Computational Fluid Dynamics
Understanding and predicting physical phenomena is vital in modern engineering and scientific fields. Our research lab focuses on analyzing and predicting fluid flow and heat transfer phenomena with high accuracy by combining advanced numerical methods and parallel computing technologies. Specifically, we use Computational Fluid Dynamics (CFD) techniques to study a wide range of physical problems, from larger-scale phenomena like micro-urban climate to extreme conditions involving high Rayleigh numbers and gas turbine engine nozzles. Below are the main research areas of our lab:
Micro-Urban Climate Studies
Our lab conducts research on various thermal and flow phenomena that occur within cities. Cities are highly sensitive to climate change and environmental issues, and urban heat island effects or wind path formations at the micro-scale have a significant impact on urban planning and infrastructure design. To address these challenges, we use CFD to model and simulate the heat transfer and fluid flow phenomena occurring in urban environments.
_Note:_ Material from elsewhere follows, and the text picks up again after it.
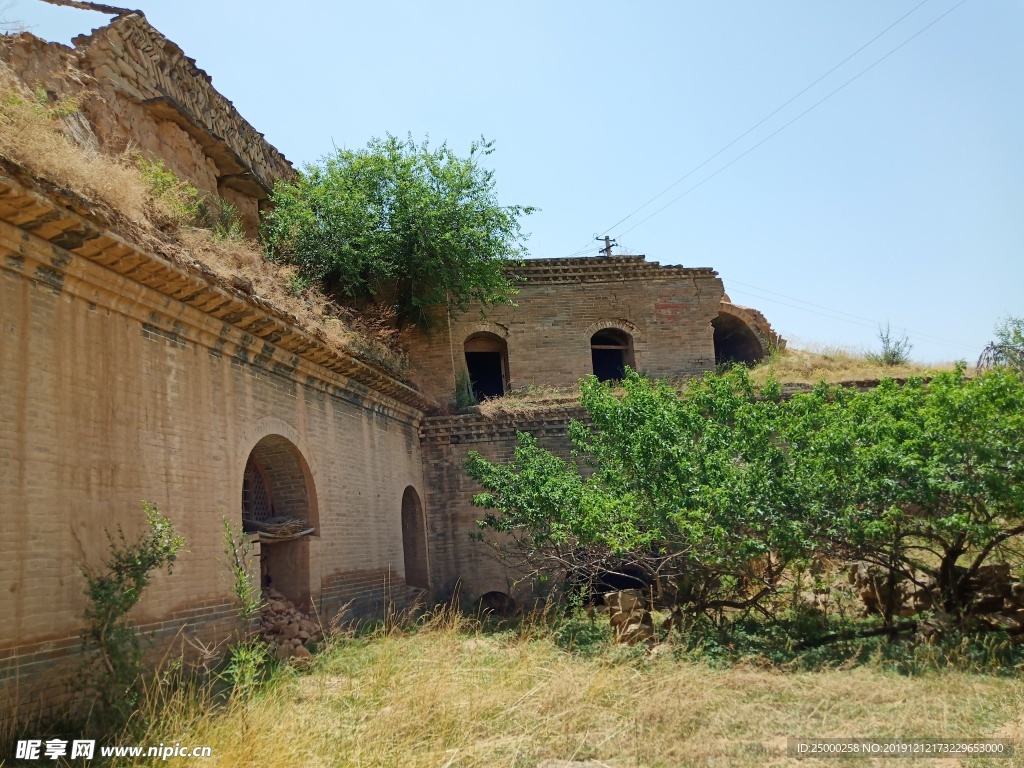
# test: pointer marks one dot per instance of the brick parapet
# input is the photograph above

We combine large-scale urban data with climate models to perform simulations and seek optimization methods to improve heat transfer efficiency within cities.
Simulation of Flow and Heat Transfer in Energy Systems Under Extreme Conditions
We also investigate fluid flow and heat transfer phenomena under extreme conditions, such as high Rayleigh numbers, high temperatures, and high pressures. For example, the heat transfer inside gas turbine engine nozzles is critical for turbine performance and efficiency. As gas turbine engines operate under extreme conditions, accurate numerical analysis and simulation are essential. Our lab uses CFD to analyze physical phenomena in these harsh environments and validates the accuracy of the models through comparison with experimental data.
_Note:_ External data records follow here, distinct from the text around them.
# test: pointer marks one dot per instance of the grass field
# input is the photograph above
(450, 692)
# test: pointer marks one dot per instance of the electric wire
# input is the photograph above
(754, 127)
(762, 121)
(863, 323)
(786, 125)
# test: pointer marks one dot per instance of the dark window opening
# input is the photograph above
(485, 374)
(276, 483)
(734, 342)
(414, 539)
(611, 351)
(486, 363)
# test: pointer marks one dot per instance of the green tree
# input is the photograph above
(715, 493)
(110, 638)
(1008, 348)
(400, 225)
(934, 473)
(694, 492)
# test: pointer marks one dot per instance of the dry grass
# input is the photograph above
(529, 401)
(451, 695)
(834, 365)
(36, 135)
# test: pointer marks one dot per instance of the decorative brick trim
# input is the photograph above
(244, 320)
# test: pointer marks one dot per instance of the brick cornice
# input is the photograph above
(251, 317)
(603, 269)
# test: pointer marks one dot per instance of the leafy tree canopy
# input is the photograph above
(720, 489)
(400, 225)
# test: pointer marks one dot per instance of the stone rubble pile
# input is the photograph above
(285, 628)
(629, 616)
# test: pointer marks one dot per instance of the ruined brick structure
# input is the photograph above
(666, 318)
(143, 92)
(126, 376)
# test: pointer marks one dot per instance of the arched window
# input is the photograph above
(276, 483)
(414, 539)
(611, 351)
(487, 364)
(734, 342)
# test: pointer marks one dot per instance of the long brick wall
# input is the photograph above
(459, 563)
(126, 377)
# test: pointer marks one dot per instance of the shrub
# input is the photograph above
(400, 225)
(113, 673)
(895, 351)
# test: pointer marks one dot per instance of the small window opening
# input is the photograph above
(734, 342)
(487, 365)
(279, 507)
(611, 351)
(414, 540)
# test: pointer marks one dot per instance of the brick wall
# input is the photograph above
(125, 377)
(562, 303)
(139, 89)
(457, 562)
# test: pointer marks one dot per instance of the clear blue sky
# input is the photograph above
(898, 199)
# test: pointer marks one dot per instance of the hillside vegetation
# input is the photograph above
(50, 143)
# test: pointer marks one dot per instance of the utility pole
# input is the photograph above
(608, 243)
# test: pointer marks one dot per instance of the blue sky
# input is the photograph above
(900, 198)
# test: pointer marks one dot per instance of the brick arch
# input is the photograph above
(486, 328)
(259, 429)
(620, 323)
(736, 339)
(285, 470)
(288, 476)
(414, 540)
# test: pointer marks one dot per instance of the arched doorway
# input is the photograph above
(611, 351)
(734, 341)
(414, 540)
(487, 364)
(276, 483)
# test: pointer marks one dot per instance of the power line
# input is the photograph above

Particle Behavior and Multiphase Flow Simulations
The behavior of particles associated with fluid flow is an important research topic in many industrial applications. For instance, fuel particle combustion or aerosol distribution plays a significant role in aerospace engine and environmental engineering. Our lab develops models to simulate particle behavior and analyzes it using CFD simulations. We focus on the interaction between particles and fluids, heat transfer, and collision phenomena, addressing multiphase flow problems with advanced algorithms.
Development of High-Accurate/High-Efficient Numerical Methods for Solving Thermal and Flow Systems
Our lab continuously develops new methods and algorithms to achieve high-accuracy and high-efficiency in numerical simulations. This is crucial for solving complex problems such as unsteady flow and turbulence, particularly in extreme environments with parallel computing. We focus on enhancing the accuracy and efficiency of existing methods, developing high-order numerical schemes for precise analysis of complex boundary layer flows, ensuring computational stability, and improving overall solution quality
Our lab conducts in-depth research on a wide range of physical phenomena and develops new methods for high-accuracy CFD-based simulations by combining numerical analysis and parallel computing technologies. From micro-urban climate studies to extreme conditions such as high Rayleigh numbers, particle behavior, and multiphase flow, we cover a diverse array of research areas. Through theoretical analysis and experimental validation, we contribute to solving real-world problems.
Looking forward, our lab will continue to explore new research topics and further develop CFD-based numerical methods and parallel computing technologies to provide effective solutions to complex physical problems.